In response Lynch’s low-grade act of defiance, you don’t have to look far to find grumping responses from actual fans or columnists doing their best blue collar cos-play, citing daily slogs through horrible, soul-withering jobs, where filing a TPS reports are the least of the dog-and-pony shows that must be endured in order to earn a scrap of food and a bit of shelter.

This spoiled brat won’t sit for five minutes to mouth talking points while making Y million dollars? Where’s the basic respect for the fans/the media/the game itself! If it weren’t for football, and the beneficent owners that let Lynch play, he’d be out committing terrible crime Z!

And yes, Lynch himself has been called a ‘thug’ and far worse, using the same thinly-veiled, coded language, for asserting even a modicum of power and autonomy.

It’s the money earned by the players themselves—not the unimaginable pile of ducats that the non-profit NFL rakes in, mind you—that engenders this low-bore, simmering resentment. That’s the shield the league has always used to defend up this ersatz tin-pot dictatorship—one that has ground up its employees like so much meat, doling out Toradol like Tic Tacs, and spending decades dodging the concussion crisis by suborning bad science like Big Tobacco or Big Oil.
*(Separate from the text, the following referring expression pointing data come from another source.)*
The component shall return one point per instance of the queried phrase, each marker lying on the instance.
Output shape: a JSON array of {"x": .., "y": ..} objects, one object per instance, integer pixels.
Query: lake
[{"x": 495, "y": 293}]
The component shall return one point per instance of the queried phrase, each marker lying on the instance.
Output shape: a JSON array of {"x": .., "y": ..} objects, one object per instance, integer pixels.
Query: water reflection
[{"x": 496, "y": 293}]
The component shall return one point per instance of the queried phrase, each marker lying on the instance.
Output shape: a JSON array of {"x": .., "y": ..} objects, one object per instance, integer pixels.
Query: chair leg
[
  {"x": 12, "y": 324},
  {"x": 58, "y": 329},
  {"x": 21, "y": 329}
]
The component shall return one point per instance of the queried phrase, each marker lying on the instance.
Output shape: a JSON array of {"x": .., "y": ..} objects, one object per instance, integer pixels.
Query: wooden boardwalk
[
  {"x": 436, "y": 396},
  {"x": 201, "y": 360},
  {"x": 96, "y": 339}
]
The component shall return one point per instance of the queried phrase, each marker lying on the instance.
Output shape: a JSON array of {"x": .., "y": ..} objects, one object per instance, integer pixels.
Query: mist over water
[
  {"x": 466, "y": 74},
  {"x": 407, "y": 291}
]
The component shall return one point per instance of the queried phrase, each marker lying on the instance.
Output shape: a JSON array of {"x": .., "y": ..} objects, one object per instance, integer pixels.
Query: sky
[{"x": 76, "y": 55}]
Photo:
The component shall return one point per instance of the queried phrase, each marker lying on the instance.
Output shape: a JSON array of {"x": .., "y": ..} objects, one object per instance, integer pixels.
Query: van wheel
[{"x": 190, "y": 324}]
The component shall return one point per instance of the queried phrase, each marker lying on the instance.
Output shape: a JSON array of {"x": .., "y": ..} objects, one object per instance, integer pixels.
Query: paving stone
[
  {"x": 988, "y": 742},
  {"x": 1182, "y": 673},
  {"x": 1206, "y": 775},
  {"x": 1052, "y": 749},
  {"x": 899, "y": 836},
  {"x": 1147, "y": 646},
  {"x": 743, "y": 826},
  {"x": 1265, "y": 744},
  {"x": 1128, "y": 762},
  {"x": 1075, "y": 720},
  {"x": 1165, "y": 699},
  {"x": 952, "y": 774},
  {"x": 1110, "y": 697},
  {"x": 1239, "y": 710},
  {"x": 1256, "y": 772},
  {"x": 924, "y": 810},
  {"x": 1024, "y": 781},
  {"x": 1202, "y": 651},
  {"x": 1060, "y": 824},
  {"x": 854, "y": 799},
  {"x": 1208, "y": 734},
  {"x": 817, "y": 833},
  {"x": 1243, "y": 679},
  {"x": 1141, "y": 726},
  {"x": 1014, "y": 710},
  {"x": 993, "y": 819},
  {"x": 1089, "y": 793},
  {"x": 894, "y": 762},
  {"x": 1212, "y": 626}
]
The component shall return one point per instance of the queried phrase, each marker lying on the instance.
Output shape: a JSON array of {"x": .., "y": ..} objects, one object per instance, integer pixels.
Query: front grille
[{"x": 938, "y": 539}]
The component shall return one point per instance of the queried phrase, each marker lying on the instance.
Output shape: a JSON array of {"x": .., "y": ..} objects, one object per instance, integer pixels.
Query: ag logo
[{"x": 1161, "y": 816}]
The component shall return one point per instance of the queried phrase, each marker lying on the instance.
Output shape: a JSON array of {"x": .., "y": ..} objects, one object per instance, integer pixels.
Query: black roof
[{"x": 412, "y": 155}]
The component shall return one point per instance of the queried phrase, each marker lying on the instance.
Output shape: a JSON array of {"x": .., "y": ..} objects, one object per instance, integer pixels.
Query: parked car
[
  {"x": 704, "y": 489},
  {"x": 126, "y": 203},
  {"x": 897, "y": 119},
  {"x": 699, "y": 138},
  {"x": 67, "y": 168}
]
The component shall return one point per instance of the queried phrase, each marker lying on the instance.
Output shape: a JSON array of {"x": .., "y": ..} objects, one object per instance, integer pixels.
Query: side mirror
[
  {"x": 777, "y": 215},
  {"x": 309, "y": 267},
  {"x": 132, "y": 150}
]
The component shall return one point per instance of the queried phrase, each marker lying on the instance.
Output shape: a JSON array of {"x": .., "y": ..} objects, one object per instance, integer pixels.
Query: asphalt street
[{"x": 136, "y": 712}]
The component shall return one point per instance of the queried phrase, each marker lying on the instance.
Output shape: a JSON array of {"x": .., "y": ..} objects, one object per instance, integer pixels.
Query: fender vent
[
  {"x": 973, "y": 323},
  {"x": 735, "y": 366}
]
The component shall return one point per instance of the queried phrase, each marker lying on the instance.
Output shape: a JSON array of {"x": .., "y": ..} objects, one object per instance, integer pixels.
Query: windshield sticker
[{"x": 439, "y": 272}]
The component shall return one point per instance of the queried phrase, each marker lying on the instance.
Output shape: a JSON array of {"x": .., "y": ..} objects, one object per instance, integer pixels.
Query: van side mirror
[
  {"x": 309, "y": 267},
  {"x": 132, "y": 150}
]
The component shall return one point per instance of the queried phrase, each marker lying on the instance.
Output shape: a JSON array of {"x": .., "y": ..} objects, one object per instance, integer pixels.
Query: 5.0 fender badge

Perhaps the reason the NFL comes off looking so panicky is that things are changing. Despite his so-called antics, Lynch is one of the most recognizable and popular non-quarterbacks in football. In fact, his refusal to be branded is a damned effective brand. “Every time the NFL fines him, he becomes more sympathetic to fans," Bob Dorfman, an executive creative director at Baker Street Advertising, told ESPN’s Mina Kimes. "They tend to take his side."

As recently as twenty years ago, this would be unimaginable. Take ex-Senator and former Milwaukee Bucks owner Herb Kohl’s very own Sister Souljah moment. Half-off-the-cuff bragging and half slinging what had to be a PR-sculpted, juicy sound bite, he boasted of getting then-rookie Glenn Robinson to take far less than his initial demand of $116 million.

“I was thinking of telling Mr. Robinson, ‘I’ll tell you what, I’ll take your contract and you can have my franchise,” Kohl said. As David Shields wrote in Black Planet, “This line was widely credited with helping him get reelected.”

The “joke” here is that an employee might actually be worth more than the owner. Get it? No, of course not, because the idea that by demanding reasonable compensation for his labor, Robinson was some kind of greedy, insubordinate child. Not funny. Any yuks to be had go straight to the heart of a plantation mentality that isn’t entirely dissimilar from Donald Sterling’s far more openly bigoted musings.

Luckily for Lynch, he’s arrived at a time when telling his bosses to take their fines and threats and shove ‘em won’t result in excommunication. Instead, he’ll happily do a faux-presser for one of the fine companies that actually pay him to answer questions, like Skittles.

Here, he’ll tell you that he prefers cat videos to dog videos online, and, that all things considered, he "wouldn't want to hang out with nobody that talks at all."